Tips on raising an independent child

Ellen Gibran-Hesse's Tips:

  1. The economy is a blessing in disguise to start focusing again on job skills that young people need and haven't been getting for the last 2-3 decades. It is why we have a third of 18-34 year olds living with parents.

  2. It is important to look at how college works into a career and no longer believe that getting a degree is enough to land a good job. Without work experience, college students start at the bottom.

  3. College isn't the answer. A good plan on how to achieve career goals is the answer. It may or may not involve college. There are many options for becoming well educated for a career, not just four year colleges.

  4. Parents need to be involved helping their teens and young adults find their way in the work world through writing resumes, finding jobs, and thinking of where they are going in the next 2-5 years. This is the first generation of parents who stop parenting young adults believing that sending them to college is all that needs to be done.

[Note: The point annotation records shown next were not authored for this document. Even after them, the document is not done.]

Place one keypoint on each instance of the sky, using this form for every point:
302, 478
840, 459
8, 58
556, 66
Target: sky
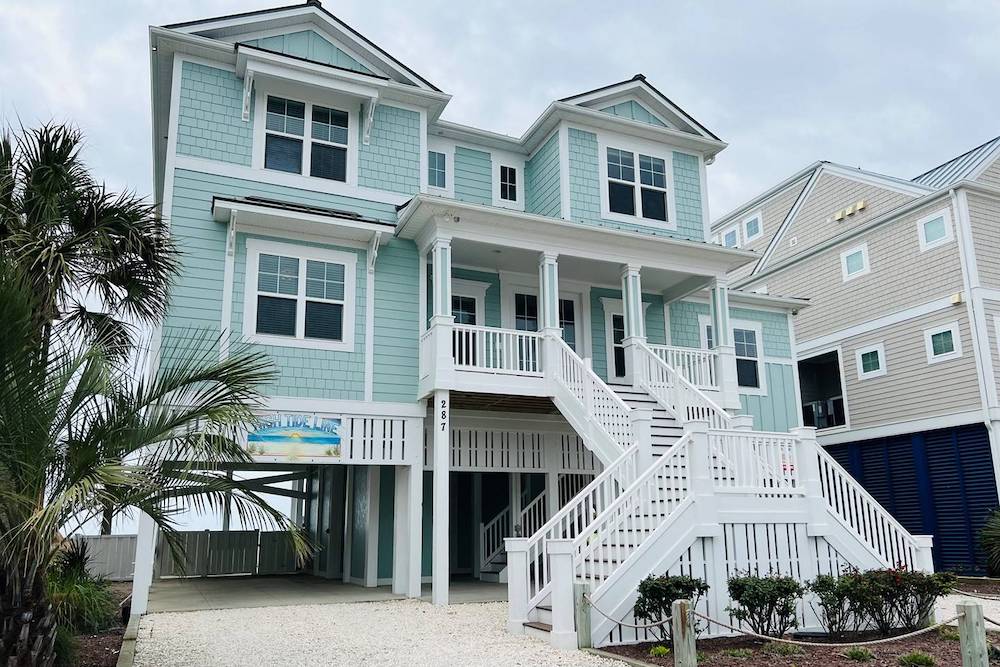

  5. Work is an essential part of development for the teen and young adult brain and personality. Career pathway exploration through work is critical to young people becoming adults.

  6. Young people need life skills such as money management, time management, bill paying responsibility, and household responsibilities, i.e. chores. Keeping them from these responsibilities is crippling.

  7. If a "child," even one in their 40's, has come home to live, have a concrete plan in place for their returning to independence. If they never left home, start a concrete plan that is about a job, not college.

  8. If a parent is paying the bills, the "child" is in your employ. They need to earn their keep by job training or job hunting. Require a report.

  9. I use the golden hammer analogy as a way for parents to change their thinking. Parents assume if they give their children a golden hammer (college), a mansion (good career and job) will magically appear. You need a blueprint and some serious work to get the mansion.

  10. Schools need to change to give more job and life skills and opportunities to our young people. We need more career tech classes for all students.
About Ellen Gibran-Hesse:
Ellen Gibran-Hesse is a single parent with two sons, Richard and Adam, ages 19 and 22 as well as two "adopted" young adults, a young man, Justin, 24 and young woman, Gina, age 32. As the oldest of six children born in seven years, she assisted the raising of her siblings from a very young age. Ellen was so much their surrogate mother that when she went off to college at age 18, her parents blamed her for the family falling apart and their children falling into drugs and rebellion.

Ellen obtained a B.S. in psychology from the University of Washington in Seattle, worked for 10 years in nursing before going to law school. She has done a great deal of volunteer work with young people and continued to study child development as a hobby. In all of her work with young people, she saw how we as a culture were failing our young people miserably.

As she began to help friends and family with creating independence in their teens and college age students, it became apparent that parents need new tools and new ways of dealing with the parenting of young adult children. The greatest test of Ellen's approaches came in 2004, when Justin's aunt left him with her. What turned into a request that he stay for just a weekend, became a total abandonment.

Justin's single alcoholic mother lived in the Midwest and had never taught him many life skills needed to succeed. She was also unavailable and unwilling to assist in helping Justin as was his aunt. In short, Ellen was told to throw him out of her house if that's what it took. Justin was only 19 and as result of learning disabilities, personal insecurities, and growing up in an alcoholic home, he had never gotten a driver's license, only worked part time, and was socially shy. Within six months, Justin, through coaching, had succeeded in his getting his driver's license, a full time job, created three resumes, gone on several job interviews in areas he was interested working in, created his own pet and house sitting business, and learned how to secure car insurance, a car, a place of his own and developed the confidence in himself to create his own social niche.

She has since set out to help parents navigate not only how to provide adult skill sets but to better parent in these early adult years so that we all experience the warm and rewarding adult-to-adult relationship we want with our children.